Ronnas and quettas: Scientists expand our measurements for size

Ronnas and quettas: Scientists expand our measurements for size

What is bigger: A ronna or a quetta?

Scientists meeting outside of Paris on Friday have the answer.

Rapid scientific advances and vast worldwide data storage on the web, in smartphones and in the cloud mean that the very terms used to measure things in weight and size need extending. And one British scientist led the push Friday to incorporate bold new, tongue-twisting prefixes on the gigantic and even the minuscule scale.

"Most people are familiar with prefixes like milli- as in milligram. But these are prefixes for the biggest and smallest levels ever measured," Dr. Richard Brown, head of metrology at the U.K.'s National Physical Laboratory who proposed the four new prefixes, told The Associated Press. Metrology is the study of measurement.

"In the last 30 years, the datasphere has increased exponentially, and data scientists have realized they will no longer have words to describe the levels of storage. These terms are upcoming, the future," he explained.

There's the gargantuan "ronna" (with 27 zeros after the one) and its big brother the "quetta" — (with 30 zeros).

Their ant-sized counterparts are the "ronto" (27 zeros after the decimal point), and the "quecto" (with 30 zeros after the decimal point) — representing the smaller numbers needed for quantum science and particle physics.

Supreme authority 

Brown presented the new prefixes to officials from 64 nations attending the General Conference on Weights and Measures in Versailles, outside of Paris — who approved them on Friday.

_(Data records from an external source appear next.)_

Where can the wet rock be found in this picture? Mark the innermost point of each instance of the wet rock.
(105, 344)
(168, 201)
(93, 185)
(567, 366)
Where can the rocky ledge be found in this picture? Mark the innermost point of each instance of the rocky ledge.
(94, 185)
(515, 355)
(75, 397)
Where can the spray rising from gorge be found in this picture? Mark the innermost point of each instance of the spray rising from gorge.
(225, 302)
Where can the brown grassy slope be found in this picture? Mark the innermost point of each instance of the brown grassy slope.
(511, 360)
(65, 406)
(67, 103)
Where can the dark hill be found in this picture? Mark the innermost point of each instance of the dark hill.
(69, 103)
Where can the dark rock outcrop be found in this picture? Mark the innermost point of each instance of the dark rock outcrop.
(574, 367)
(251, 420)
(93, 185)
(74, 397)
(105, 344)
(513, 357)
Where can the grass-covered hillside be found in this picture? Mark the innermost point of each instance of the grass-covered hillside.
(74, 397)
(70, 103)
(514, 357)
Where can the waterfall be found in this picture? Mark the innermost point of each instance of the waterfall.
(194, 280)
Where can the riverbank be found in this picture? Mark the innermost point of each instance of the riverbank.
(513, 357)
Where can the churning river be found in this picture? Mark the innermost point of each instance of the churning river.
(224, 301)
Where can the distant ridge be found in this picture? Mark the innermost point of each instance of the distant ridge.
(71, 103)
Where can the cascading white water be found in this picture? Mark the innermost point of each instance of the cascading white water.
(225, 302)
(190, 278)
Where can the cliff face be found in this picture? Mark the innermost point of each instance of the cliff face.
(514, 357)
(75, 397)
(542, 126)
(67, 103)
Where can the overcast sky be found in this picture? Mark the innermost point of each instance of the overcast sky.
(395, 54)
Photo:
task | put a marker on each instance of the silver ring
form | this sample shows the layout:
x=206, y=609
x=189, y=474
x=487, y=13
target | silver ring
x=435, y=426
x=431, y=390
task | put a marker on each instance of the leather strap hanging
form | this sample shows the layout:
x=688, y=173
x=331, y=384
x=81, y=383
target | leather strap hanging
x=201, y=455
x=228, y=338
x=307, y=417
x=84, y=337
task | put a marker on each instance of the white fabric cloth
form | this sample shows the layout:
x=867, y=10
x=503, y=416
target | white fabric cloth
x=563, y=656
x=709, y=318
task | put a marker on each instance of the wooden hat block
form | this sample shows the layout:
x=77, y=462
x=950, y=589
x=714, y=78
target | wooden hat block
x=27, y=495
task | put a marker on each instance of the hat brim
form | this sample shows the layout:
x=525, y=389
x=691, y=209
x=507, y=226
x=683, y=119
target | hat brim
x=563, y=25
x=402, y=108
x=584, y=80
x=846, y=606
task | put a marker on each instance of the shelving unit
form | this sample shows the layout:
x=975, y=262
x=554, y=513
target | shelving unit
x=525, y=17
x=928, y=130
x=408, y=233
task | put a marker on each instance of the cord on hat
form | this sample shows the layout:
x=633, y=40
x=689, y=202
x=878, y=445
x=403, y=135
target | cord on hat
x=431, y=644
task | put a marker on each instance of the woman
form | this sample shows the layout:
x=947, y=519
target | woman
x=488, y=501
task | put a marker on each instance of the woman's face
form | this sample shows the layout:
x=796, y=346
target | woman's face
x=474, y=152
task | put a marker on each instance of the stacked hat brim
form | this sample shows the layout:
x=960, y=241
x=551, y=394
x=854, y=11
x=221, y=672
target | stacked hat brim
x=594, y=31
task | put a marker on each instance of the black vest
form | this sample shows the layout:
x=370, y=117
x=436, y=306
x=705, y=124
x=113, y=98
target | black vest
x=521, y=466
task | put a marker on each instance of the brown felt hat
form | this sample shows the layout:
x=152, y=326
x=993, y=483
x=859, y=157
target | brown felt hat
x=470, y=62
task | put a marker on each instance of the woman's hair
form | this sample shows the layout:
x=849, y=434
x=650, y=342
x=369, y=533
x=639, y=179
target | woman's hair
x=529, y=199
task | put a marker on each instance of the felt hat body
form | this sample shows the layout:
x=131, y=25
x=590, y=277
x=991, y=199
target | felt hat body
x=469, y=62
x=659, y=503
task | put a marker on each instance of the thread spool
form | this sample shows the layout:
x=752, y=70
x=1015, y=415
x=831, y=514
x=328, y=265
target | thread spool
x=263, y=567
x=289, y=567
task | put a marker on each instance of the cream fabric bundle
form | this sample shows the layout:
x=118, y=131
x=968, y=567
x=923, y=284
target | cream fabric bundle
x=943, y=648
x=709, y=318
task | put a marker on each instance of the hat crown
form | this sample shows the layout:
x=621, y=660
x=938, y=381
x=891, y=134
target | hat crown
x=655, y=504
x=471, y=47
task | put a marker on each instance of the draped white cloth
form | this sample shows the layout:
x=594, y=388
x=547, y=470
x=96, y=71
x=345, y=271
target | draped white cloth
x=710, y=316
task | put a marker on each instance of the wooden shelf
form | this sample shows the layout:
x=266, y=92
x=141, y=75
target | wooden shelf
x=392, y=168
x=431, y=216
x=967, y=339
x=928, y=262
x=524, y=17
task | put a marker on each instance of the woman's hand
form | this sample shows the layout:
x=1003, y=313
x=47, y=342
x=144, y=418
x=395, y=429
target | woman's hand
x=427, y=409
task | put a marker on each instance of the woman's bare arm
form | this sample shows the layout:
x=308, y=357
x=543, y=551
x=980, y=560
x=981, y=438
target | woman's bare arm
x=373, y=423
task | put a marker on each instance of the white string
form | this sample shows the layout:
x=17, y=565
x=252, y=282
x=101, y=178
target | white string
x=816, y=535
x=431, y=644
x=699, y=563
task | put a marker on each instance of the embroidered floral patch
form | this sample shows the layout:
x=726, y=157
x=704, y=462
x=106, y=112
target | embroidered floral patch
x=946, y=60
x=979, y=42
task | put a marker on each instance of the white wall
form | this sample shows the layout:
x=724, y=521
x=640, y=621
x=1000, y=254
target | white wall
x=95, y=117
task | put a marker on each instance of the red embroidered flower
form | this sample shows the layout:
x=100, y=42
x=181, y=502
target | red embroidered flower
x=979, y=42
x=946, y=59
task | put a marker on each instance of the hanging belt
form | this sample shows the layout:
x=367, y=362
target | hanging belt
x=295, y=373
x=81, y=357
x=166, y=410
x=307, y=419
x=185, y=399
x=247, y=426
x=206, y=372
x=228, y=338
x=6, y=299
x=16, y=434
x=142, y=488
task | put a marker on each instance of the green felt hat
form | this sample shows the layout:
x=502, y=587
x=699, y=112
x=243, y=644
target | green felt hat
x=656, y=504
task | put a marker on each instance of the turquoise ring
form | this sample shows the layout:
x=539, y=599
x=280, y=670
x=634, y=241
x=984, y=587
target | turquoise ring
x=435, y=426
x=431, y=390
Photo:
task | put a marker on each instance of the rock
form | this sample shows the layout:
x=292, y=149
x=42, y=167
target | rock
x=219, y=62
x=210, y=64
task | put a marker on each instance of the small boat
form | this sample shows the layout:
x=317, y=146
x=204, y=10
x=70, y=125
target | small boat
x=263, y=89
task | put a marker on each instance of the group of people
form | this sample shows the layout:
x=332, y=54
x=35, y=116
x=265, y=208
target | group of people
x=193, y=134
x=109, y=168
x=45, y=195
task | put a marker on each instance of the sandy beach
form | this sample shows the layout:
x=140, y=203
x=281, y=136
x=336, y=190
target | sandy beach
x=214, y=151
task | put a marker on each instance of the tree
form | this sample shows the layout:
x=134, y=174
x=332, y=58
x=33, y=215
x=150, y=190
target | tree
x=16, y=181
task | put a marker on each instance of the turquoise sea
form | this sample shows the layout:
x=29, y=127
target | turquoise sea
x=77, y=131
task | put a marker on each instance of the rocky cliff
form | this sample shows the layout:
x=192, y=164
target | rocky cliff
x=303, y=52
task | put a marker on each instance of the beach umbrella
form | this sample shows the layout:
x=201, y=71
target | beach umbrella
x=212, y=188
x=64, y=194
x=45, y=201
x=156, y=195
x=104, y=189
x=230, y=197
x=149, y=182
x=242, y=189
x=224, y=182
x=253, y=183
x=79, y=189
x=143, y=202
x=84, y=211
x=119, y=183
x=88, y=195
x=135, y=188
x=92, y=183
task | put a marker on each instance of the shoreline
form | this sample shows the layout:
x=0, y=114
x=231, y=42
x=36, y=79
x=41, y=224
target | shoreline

The entrance of the International Bureau of Weights and Measures is pictured in Sevres, outside Paris, in this photo taken Nov. 17, 2022. (Michel Euler/The Associated Press)

The conference, which takes place every four years in France, is the supreme authority of the International Bureau of Weights and Measures. The new terms take effect immediately, marking the first time since 1991 that any new additions have been made.

Brown said the new terms also make it easier to describe things scientists already know about — reeling off a list of the smallest and biggest things discovered by humankind.

Did you know that the mass of an electron is one rontogram? And that a byte of data on a mobile increases the phone's mass by one quectogram?

Further from home, the planet Jupiter is two just quettagrams in mass. While, incredibly, "the diameter of the entire observable universe is just one ronnameter," Brown said.

Not chosen randomly

He explained how the new names were not chosen at random: The first letter of the new prefixes had to be one not used in other prefixes and units.

"There were only the letters 'r' and 'q' that weren't already taken. Following that, there's a precedent that they sound similar to Greek letters and that big number prefixes end with an 'a' and smaller numbers with an 'o,"' he added.

"It was high time. (We) need new words as things expand," Brown said. "In just a few decades, the world has become a very different place."